Likewise looking at game world persistence and how to produce different ways of interacting is the Mixed Reality Lab in Singapore (www.mixedrealitylab.org). Adrian David Cheok provided lots of photos and descriptions of projects in his talk on “Social and Physical Interactive Paradigms for Mixed Reality Entertainment.” Mixed Reality Lab has created many games that are set in the real world but your actions impact on a virtual world. For example, Human Pacman (2006) involves a person donning a wearable computer and walking down the street. As you walk you devour cookies in the virtual world. Cheok also outlined a few projects that involve playing with your pet. For example, you can play chasey in a virtual world with your real life pet hamster in Metazoa Ludens (2006) or you can pat your hen remotely with Poultry Internet (2004). The lab is also interested in bringing elderly people and children together: Age Invaders (2006) has grandparent and grandchild shooting each other on a dance-floor-like setting with virtual ramifications.

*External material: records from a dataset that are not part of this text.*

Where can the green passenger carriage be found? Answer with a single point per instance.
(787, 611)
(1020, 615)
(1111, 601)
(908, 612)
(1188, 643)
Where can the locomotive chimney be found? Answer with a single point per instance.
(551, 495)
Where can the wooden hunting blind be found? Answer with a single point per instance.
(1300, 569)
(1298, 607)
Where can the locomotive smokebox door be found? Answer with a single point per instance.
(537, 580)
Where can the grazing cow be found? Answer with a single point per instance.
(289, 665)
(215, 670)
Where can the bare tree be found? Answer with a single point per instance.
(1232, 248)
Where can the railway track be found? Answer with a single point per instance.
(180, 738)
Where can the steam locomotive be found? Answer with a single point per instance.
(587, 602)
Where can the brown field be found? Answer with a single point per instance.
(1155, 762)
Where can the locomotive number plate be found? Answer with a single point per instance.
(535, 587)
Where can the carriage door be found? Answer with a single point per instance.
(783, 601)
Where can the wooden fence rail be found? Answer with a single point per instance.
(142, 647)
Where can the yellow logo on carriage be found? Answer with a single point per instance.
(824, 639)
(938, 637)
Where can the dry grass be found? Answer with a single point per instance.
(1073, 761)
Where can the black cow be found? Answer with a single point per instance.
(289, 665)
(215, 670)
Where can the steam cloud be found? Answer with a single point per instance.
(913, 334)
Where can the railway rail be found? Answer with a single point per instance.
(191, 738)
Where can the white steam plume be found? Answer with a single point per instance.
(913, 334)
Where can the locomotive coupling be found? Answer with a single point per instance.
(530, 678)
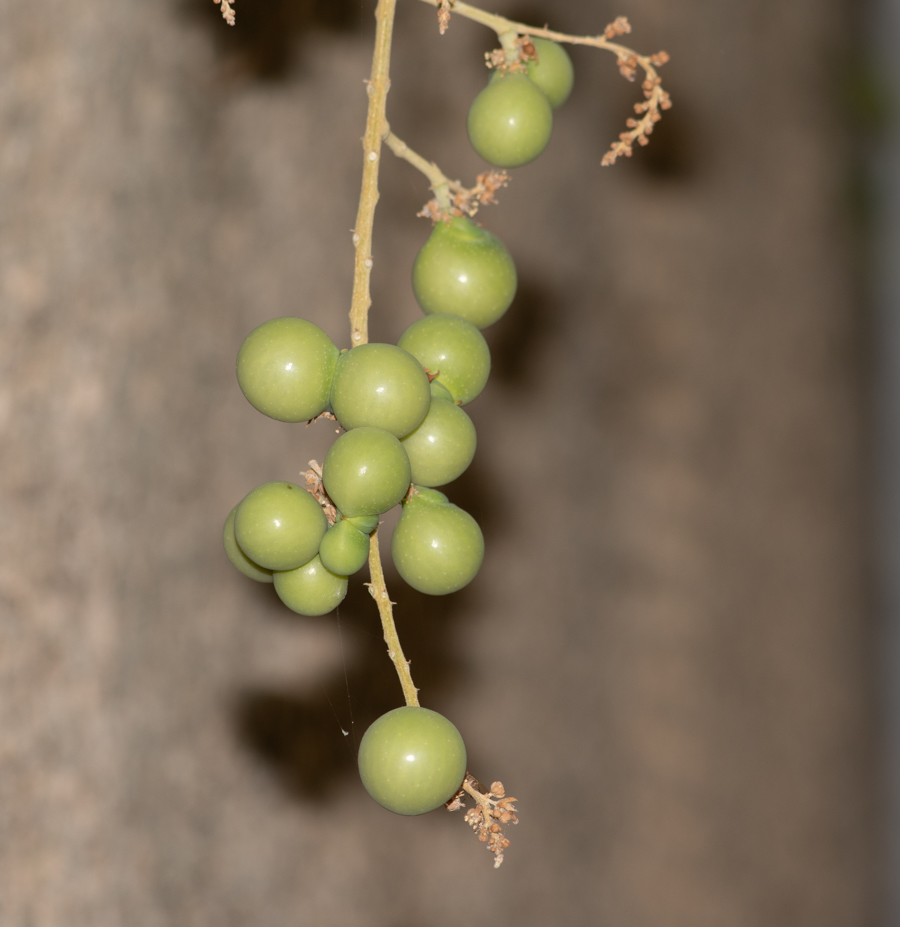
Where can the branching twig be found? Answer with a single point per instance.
(465, 201)
(655, 98)
(227, 11)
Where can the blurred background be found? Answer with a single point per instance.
(678, 652)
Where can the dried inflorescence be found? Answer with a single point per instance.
(492, 810)
(227, 10)
(499, 59)
(316, 487)
(466, 201)
(655, 99)
(619, 26)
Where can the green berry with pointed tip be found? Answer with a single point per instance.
(442, 447)
(366, 472)
(412, 760)
(464, 270)
(382, 386)
(311, 589)
(238, 557)
(279, 525)
(510, 121)
(285, 367)
(344, 549)
(452, 348)
(436, 546)
(552, 72)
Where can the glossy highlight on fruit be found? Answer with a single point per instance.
(238, 557)
(452, 348)
(412, 760)
(442, 447)
(366, 472)
(279, 525)
(285, 367)
(311, 589)
(436, 546)
(510, 121)
(464, 270)
(344, 549)
(552, 72)
(379, 385)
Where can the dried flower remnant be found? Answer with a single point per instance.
(628, 60)
(316, 488)
(619, 26)
(492, 810)
(466, 201)
(227, 10)
(444, 15)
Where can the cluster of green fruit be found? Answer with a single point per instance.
(406, 432)
(510, 121)
(405, 435)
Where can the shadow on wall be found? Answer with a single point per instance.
(268, 45)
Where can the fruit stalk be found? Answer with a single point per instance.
(378, 591)
(376, 130)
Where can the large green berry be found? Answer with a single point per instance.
(442, 447)
(366, 472)
(311, 589)
(412, 760)
(344, 549)
(436, 546)
(510, 121)
(552, 72)
(454, 349)
(279, 525)
(380, 385)
(466, 271)
(238, 557)
(285, 367)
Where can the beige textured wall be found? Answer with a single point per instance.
(667, 653)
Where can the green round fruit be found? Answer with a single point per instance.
(310, 589)
(464, 270)
(442, 447)
(552, 72)
(366, 472)
(344, 549)
(382, 386)
(279, 525)
(439, 391)
(285, 367)
(454, 349)
(412, 760)
(436, 546)
(238, 557)
(510, 121)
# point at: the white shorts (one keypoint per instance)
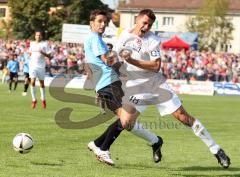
(37, 73)
(163, 97)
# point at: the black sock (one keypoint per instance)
(10, 85)
(99, 141)
(15, 86)
(25, 87)
(113, 132)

Concerned with how elders (or teachers) can guide young people, Scot Osterweil, Project Manager for MIT’s Education Arcade (www.educationarcade.org), gave a passionate and canny talk on what he terms “learning games.” Games can be used for teaching but many extant ones, he explained, fail because of poor design. Many are created, for instance, with a “content stuffer” approach: they use an existing game platform and inject it with education related content. The result, he jokes, is “Grand Theft Calculus.” Osterweil makes the point that “without playfulness, a game is just going through the motions.’ As a guide, he juxtaposes four freedoms that he believes are the same for play and learning (outside of school): freedom to experiment, freedom to fail, freedom to try on identities and freedom of effort. Arguing that all game play is about learning, Craig A Lindley of Gotland University, Sweden, in “Game Play Schemas: From Player Analysis to Adaptive Game Mechanics”, divides what is learnt into three forms: interaction mechanics (how to interact with the machine), interaction semantics (associative mappings of that interaction) and game play competence (how to progress through the game).
There were five special sessions, the standout of those that I attended was “Experiential Spatiality in Games: Knowing Your Place.” Chaired by Nicola J Bidwell of James Cook University, it included a holistic selection of speakers exploring place, immersion and self. Ulf Wihelmsson of the University of Skövde, Sweden spoke about what he terms the “game ego”: “a bodily based function that enacts a point of being with the game environment through a tactile motor/kinesthetic link.” Wihelmsson argued that the game environment affects a person’s game ego through constraints on what they can do. Andrew Hutchison of Perths’ Curtin University explored how game graphics remove parts of our avatars. He entertained us with examples from games like Half-Life 2 (Valve Software, 2004) where your hand disappears when picking up objects, but is always present when holding weapons; and Doom 3 (id Software, 2004), a game with an extreme graphics engine that performs an array of blood-splatter and shooting effects, but doesn’t give us legs.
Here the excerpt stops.